L’amministrazione non è stata informata per tempo delle misure adottate questa mattina dalle autorità giudiziarie.

Non appena abbiamo appreso degli sgomberi in corso in via delle Acacie, Via Tuscolana e nel centro sociale Angelo Mai, mi sono immediatamente attivato con il vicesindaco Luigi Nieri per capire quante persone fossero coinvolte.

Si tratta di circa 300 persone in emergenza abitativa, fra cui oltre 70 bambini, coinvolte, nel caso dell’ex scuola di via Tuscolana, in progetti di autorecupero a fini abitativi.

Siamo molto preoccupati per queste famiglie e, soprattutto, per i tanti bambini che si sono ritrovati per strada da un momento all’altro. Siamo altrettanto preoccupati per l’improvviso sgombero dell’Angelo Mai, un importante presidio culturale cittadino, perfettamente inserito ed integrato nelle attività socio-culturali del territorio, su cui siamo disponibili a trovare soluzioni condivise.

Il problema dell’emergenza abitativa, in città, presenta ormai cifre allarmanti.
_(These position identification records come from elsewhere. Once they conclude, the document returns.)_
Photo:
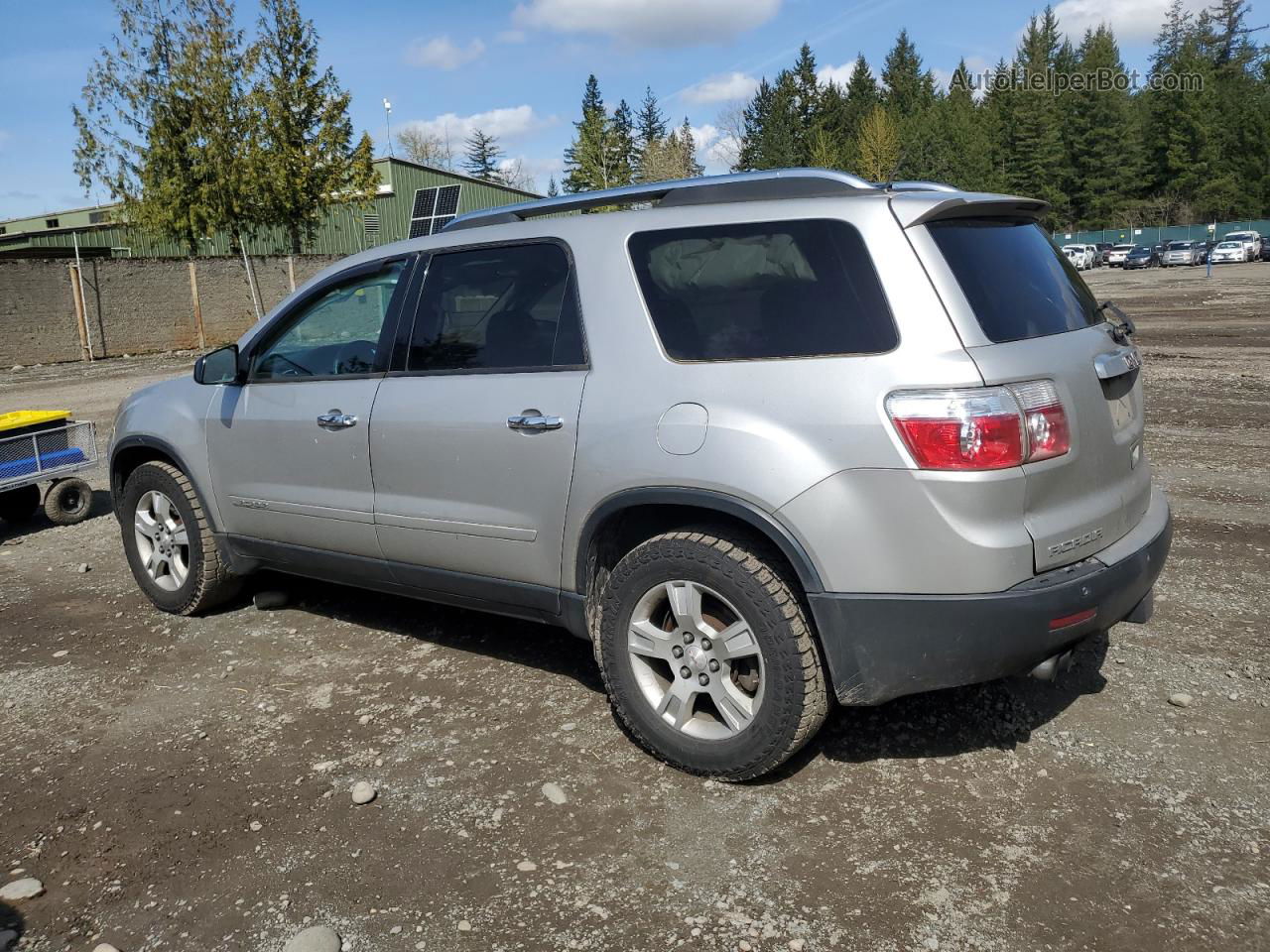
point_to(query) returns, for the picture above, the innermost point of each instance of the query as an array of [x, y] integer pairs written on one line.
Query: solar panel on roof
[[447, 200], [434, 209], [425, 202]]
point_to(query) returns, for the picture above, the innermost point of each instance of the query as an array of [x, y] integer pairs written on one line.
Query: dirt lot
[[183, 783]]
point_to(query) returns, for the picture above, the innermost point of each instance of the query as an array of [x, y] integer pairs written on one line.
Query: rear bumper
[[884, 647]]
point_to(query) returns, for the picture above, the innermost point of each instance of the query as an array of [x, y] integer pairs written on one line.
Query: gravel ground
[[185, 783]]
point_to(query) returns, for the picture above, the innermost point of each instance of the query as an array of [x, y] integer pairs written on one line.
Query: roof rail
[[739, 186], [917, 185]]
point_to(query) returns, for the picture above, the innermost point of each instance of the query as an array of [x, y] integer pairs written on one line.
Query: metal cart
[[45, 445]]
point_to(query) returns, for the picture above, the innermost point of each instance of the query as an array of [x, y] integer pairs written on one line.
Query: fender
[[699, 499], [135, 440]]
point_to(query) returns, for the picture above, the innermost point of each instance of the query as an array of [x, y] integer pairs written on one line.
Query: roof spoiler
[[920, 212], [742, 186]]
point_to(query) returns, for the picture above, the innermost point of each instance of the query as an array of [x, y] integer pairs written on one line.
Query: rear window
[[762, 290], [1015, 281]]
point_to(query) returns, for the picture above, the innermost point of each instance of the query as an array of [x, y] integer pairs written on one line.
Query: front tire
[[169, 542], [707, 655]]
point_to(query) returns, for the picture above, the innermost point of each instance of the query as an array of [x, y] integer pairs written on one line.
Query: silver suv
[[765, 440]]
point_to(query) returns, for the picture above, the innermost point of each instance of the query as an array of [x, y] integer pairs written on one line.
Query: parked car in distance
[[1228, 252], [1080, 255], [1180, 253], [1116, 255], [1250, 240], [769, 440], [1142, 257]]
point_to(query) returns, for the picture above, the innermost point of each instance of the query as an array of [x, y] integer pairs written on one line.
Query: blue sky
[[517, 67]]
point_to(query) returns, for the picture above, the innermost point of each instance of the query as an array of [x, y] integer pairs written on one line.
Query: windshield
[[1015, 281]]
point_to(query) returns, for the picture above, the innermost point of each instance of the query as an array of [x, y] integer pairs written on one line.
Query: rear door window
[[1015, 281], [762, 290], [509, 307]]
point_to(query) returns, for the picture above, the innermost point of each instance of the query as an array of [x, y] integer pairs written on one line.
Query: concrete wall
[[132, 304]]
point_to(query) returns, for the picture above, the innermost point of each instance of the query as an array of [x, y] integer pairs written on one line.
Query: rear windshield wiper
[[1121, 326]]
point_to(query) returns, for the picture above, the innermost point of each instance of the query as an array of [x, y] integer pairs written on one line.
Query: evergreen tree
[[879, 146], [1102, 153], [689, 149], [589, 159], [807, 103], [483, 157], [962, 127], [1035, 150], [649, 122], [621, 144], [308, 149], [910, 99]]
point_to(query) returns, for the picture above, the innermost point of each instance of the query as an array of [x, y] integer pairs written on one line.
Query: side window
[[334, 334], [512, 307], [762, 290]]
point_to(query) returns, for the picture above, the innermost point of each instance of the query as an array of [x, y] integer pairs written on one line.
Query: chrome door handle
[[336, 420], [534, 422]]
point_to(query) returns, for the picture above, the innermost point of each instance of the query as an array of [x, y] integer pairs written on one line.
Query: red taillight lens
[[980, 428], [959, 429]]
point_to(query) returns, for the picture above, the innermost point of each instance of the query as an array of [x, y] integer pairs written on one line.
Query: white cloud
[[443, 54], [724, 87], [668, 23], [1132, 21], [503, 123], [716, 150], [975, 67]]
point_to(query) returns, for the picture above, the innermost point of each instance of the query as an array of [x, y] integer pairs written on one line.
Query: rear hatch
[[1035, 318]]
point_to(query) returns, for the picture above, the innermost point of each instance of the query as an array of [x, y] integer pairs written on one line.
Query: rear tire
[[18, 506], [169, 542], [67, 502], [751, 698]]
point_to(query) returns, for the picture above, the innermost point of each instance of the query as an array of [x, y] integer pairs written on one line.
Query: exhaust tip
[[1052, 666]]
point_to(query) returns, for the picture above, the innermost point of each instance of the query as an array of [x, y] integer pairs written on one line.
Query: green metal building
[[413, 199]]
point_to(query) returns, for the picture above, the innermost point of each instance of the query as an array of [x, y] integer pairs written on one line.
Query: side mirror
[[218, 367]]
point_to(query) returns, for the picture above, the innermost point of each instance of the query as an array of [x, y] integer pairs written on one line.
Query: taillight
[[980, 428], [1044, 419]]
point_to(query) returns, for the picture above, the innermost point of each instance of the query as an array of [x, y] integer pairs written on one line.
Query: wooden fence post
[[80, 315], [198, 304]]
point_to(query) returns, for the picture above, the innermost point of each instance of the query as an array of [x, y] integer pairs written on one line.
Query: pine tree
[[910, 99], [589, 159], [1101, 155], [483, 157], [962, 127], [879, 146], [689, 149], [1035, 153], [649, 121], [807, 102], [621, 146], [308, 148]]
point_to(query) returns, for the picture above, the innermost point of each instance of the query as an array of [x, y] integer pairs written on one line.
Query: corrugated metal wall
[[341, 231]]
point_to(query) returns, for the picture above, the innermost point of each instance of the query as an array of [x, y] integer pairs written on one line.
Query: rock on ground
[[26, 888], [316, 938]]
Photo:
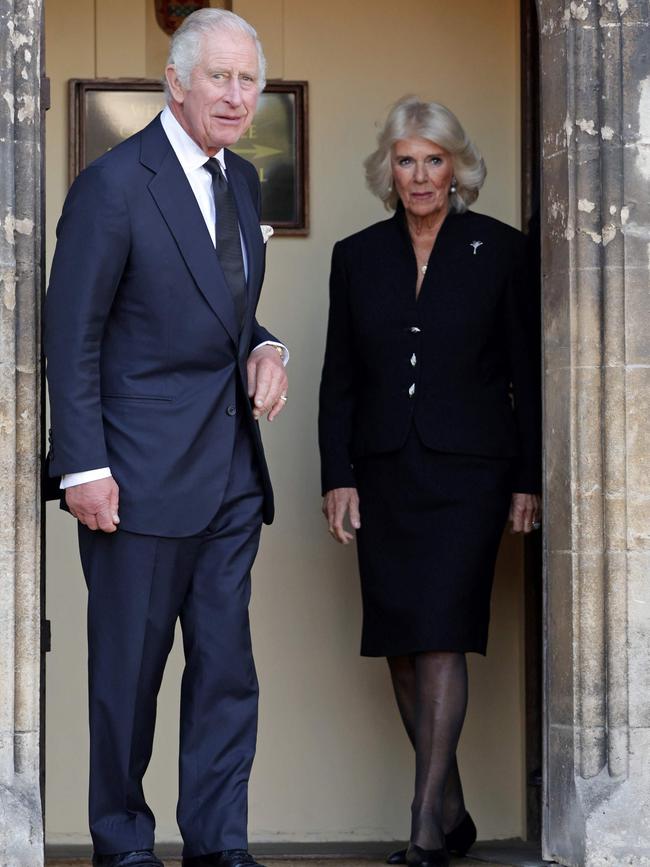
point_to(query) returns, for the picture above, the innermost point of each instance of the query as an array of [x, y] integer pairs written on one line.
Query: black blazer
[[146, 361], [460, 362]]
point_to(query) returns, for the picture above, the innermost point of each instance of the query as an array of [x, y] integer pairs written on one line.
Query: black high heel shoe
[[458, 841], [416, 856], [461, 838]]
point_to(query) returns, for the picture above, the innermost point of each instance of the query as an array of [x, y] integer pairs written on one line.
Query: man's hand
[[95, 504], [267, 382], [338, 503], [525, 512]]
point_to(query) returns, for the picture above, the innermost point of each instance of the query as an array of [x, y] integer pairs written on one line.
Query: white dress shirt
[[191, 158]]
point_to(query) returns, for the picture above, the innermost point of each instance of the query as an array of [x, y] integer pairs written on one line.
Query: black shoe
[[458, 841], [461, 838], [227, 858], [416, 856], [141, 858]]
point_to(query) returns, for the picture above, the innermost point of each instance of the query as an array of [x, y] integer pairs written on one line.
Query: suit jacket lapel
[[250, 226], [175, 199]]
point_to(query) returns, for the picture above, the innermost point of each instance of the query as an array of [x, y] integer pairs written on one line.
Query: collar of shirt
[[192, 159], [189, 154]]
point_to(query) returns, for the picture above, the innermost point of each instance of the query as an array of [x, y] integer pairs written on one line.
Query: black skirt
[[431, 524]]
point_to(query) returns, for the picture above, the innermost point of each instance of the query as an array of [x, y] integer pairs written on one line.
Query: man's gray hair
[[187, 43], [411, 118]]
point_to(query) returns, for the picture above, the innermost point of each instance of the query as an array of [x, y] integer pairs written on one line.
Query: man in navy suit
[[158, 373]]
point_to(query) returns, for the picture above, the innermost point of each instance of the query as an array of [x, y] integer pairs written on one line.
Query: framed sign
[[103, 112]]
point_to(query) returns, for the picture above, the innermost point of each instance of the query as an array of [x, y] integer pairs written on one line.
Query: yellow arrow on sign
[[256, 151]]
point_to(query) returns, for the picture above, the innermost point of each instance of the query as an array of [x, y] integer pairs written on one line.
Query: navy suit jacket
[[461, 362], [146, 362]]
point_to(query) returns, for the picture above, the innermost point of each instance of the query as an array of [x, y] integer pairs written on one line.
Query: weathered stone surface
[[21, 832], [596, 224]]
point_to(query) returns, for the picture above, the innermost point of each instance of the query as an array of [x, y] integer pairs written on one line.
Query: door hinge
[[46, 636], [46, 101]]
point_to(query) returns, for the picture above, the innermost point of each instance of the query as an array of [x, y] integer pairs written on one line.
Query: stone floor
[[465, 862], [510, 853]]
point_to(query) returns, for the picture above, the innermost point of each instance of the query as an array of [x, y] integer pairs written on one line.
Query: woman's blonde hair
[[411, 118]]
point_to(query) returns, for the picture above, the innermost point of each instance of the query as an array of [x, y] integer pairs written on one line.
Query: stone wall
[[21, 834], [596, 249]]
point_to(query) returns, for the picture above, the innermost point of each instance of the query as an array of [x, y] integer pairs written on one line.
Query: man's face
[[220, 104]]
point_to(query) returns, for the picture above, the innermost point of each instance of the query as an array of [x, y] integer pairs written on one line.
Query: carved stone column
[[21, 832], [595, 61]]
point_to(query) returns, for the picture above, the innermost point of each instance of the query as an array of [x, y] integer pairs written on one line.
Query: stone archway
[[21, 828], [595, 81]]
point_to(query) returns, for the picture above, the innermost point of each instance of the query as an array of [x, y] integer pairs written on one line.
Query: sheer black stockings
[[431, 693]]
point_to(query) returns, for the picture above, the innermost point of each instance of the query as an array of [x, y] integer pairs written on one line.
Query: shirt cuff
[[69, 480], [285, 351]]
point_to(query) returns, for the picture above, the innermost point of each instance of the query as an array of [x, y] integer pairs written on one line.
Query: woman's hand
[[338, 503], [525, 512]]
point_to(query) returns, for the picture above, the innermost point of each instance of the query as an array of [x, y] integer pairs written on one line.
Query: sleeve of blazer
[[259, 333], [338, 385], [523, 339], [93, 240]]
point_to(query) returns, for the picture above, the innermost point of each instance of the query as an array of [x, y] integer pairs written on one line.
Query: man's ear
[[175, 87]]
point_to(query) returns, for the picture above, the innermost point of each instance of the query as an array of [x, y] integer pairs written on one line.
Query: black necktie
[[228, 242]]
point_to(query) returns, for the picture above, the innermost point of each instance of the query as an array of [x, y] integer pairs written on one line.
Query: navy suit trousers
[[138, 586]]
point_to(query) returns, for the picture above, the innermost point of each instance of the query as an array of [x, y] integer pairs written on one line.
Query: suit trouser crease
[[138, 587]]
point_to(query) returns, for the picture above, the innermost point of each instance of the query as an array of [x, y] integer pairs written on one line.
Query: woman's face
[[422, 174]]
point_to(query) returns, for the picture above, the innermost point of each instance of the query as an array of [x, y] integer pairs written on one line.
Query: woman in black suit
[[429, 432]]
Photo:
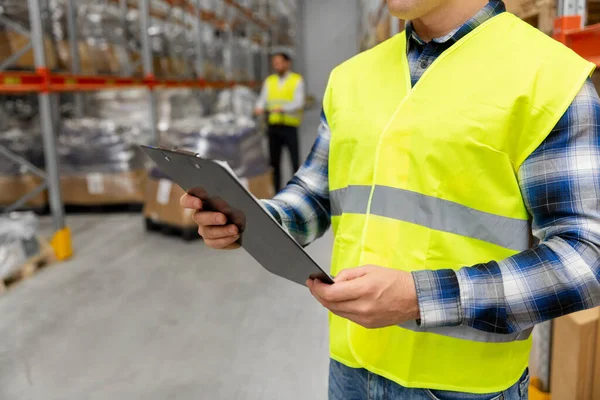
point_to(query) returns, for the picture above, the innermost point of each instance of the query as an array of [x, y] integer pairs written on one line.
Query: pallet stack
[[22, 252]]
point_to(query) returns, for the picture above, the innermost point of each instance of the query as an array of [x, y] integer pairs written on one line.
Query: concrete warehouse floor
[[143, 316]]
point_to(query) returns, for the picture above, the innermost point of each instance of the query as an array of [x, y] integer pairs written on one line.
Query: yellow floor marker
[[61, 243]]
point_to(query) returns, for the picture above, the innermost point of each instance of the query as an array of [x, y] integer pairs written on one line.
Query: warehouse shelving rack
[[570, 29], [47, 83]]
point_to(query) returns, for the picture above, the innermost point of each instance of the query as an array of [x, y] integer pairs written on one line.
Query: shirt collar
[[493, 8]]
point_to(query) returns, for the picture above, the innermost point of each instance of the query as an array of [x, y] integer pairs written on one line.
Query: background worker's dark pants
[[281, 136]]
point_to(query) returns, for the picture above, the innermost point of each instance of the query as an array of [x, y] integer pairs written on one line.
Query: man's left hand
[[371, 296]]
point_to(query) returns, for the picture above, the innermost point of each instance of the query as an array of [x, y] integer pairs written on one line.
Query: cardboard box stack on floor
[[162, 206], [575, 367]]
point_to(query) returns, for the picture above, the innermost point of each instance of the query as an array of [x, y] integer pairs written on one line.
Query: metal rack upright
[[47, 83]]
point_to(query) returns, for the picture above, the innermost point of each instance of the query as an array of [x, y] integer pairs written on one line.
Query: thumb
[[351, 273]]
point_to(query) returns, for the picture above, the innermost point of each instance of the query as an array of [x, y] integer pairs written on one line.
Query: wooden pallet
[[31, 267]]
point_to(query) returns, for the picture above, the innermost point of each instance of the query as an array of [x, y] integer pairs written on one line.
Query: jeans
[[359, 384]]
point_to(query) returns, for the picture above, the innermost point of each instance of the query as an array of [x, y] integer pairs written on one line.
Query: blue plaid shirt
[[560, 184]]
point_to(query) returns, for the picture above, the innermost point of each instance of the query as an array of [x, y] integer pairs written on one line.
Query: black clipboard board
[[260, 234]]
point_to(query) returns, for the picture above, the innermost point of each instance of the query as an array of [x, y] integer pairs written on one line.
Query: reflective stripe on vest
[[433, 213], [280, 95], [468, 333], [426, 177]]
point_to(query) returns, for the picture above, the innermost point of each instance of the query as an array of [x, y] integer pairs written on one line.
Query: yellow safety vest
[[425, 177], [278, 95]]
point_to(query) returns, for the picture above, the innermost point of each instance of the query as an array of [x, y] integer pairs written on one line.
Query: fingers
[[207, 218], [221, 243], [338, 292], [350, 274], [189, 201], [218, 232]]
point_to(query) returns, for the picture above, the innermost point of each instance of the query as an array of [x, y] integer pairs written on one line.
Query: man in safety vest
[[436, 150], [282, 97]]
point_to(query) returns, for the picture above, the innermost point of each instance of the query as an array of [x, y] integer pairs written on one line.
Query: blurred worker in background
[[440, 151], [282, 98]]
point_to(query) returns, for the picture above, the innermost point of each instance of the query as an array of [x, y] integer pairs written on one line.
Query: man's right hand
[[212, 225]]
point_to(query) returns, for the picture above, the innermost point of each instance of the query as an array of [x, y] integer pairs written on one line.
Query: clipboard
[[260, 234]]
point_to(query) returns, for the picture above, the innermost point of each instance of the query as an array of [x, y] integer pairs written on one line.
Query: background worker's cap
[[282, 50]]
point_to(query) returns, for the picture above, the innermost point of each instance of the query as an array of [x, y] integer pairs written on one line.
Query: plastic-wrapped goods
[[214, 55], [18, 241], [284, 14], [240, 101], [12, 41], [89, 145], [20, 134], [224, 137]]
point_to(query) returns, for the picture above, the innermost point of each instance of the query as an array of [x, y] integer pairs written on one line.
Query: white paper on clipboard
[[244, 183]]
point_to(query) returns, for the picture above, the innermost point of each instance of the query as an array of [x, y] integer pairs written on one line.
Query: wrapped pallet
[[11, 41], [225, 136], [18, 242], [20, 135], [100, 162]]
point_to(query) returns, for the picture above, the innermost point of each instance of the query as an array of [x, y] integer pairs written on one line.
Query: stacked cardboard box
[[576, 356], [162, 206], [12, 188]]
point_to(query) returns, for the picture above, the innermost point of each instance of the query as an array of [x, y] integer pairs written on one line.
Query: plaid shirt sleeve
[[303, 207], [560, 182]]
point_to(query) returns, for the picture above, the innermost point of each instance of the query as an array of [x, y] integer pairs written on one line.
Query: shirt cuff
[[438, 294], [276, 213]]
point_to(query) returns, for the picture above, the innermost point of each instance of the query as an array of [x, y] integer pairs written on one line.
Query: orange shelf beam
[[19, 82], [583, 41], [206, 16]]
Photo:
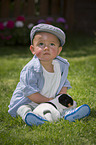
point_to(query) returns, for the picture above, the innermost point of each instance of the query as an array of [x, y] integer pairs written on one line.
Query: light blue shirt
[[32, 81]]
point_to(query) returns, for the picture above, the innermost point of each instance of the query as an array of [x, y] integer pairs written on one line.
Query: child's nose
[[46, 47]]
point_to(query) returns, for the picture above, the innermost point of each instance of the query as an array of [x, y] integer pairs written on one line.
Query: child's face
[[46, 46]]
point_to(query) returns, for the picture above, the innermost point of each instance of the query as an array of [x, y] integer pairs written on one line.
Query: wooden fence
[[78, 13], [36, 9]]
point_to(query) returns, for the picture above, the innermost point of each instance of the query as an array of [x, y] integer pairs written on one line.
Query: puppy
[[53, 109]]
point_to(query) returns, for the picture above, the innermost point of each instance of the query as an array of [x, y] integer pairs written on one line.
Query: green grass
[[80, 50]]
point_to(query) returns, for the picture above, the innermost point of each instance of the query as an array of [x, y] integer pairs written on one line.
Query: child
[[44, 77]]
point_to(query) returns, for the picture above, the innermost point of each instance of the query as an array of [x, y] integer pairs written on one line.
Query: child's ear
[[32, 49]]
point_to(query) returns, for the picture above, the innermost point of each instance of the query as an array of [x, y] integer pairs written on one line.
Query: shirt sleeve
[[67, 84], [28, 83]]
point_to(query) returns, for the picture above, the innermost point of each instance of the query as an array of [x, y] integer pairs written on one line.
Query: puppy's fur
[[51, 110]]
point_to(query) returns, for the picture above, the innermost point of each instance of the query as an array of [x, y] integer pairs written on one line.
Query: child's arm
[[38, 98], [63, 90]]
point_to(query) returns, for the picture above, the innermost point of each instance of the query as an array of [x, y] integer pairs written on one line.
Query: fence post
[[5, 5], [31, 8], [17, 8], [55, 7], [43, 8], [70, 13]]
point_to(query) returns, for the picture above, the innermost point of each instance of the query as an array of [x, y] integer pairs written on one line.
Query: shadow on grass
[[93, 113]]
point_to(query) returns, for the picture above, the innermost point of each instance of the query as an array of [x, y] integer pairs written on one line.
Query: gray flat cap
[[50, 29]]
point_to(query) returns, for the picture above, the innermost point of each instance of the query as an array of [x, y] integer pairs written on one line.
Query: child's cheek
[[38, 53]]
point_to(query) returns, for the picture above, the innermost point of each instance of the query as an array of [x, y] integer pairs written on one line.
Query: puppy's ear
[[65, 99]]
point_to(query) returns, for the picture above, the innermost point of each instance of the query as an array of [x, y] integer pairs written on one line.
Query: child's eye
[[52, 44], [41, 44]]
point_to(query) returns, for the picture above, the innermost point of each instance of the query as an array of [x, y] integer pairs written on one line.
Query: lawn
[[80, 50]]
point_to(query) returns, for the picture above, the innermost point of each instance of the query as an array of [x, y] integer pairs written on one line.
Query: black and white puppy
[[52, 110]]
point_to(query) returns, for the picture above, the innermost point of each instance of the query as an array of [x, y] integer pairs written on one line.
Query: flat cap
[[50, 29]]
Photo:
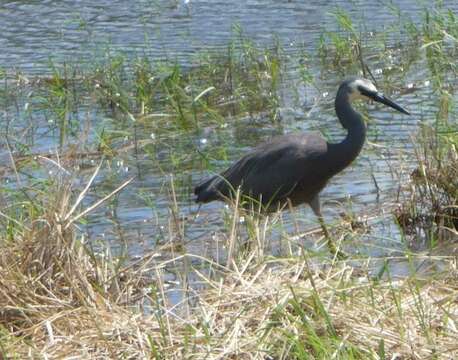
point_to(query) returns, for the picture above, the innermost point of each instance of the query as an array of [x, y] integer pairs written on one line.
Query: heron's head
[[364, 89]]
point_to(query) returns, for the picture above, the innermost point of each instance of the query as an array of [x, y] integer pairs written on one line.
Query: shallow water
[[35, 31]]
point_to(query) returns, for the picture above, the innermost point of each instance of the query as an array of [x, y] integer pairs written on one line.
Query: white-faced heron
[[295, 168]]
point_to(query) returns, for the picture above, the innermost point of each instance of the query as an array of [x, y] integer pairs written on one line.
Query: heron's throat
[[346, 151]]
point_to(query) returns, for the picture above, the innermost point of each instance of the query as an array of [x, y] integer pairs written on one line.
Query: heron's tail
[[207, 190]]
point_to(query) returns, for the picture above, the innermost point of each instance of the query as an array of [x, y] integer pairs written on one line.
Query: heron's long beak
[[384, 100]]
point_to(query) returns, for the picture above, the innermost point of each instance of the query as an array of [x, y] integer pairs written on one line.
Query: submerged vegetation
[[64, 294]]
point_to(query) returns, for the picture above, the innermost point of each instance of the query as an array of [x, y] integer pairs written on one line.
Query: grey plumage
[[296, 167]]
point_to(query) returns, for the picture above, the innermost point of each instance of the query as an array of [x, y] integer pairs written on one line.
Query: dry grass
[[60, 300]]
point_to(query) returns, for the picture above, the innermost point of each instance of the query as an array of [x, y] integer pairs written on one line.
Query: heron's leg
[[315, 205]]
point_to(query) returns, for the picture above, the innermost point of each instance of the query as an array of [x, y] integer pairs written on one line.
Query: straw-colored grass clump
[[58, 299]]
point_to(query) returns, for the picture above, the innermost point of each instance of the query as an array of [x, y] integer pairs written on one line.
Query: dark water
[[32, 32]]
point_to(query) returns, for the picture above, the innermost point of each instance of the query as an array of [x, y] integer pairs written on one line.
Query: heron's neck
[[345, 152]]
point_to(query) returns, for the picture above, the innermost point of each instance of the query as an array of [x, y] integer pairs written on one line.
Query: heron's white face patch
[[354, 85]]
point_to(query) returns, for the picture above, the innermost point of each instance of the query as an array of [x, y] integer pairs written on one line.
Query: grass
[[59, 298], [62, 296]]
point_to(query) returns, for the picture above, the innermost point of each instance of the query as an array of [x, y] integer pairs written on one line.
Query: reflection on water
[[32, 31]]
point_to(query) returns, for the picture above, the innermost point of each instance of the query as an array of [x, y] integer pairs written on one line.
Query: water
[[140, 218]]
Da mesi siamo impegnati a sollecitare al Governo nazionale una moratoria degli sfratti e stiamo lavorando con la Regione Lazio e con i movimenti per il diritto all’abitare per trovare soluzioni a questo grave fenomeno.

Gli sgomberi di questa mattina sono inseriti nell’ambito di un’indagine condotta dalla Digos e coordinata dalla Procura della Repubblica di Roma, per presunte estorsioni condotte a danno degli occupanti. Senza entrare nel merito delle indagini condotte dalle autorità giudiziarie, verso le quali nutriamo la massima fiducia, Roma Capitale, è intenzionata a chiedere l’immediato dissequestro delle strutture sequestrate questa mattina“.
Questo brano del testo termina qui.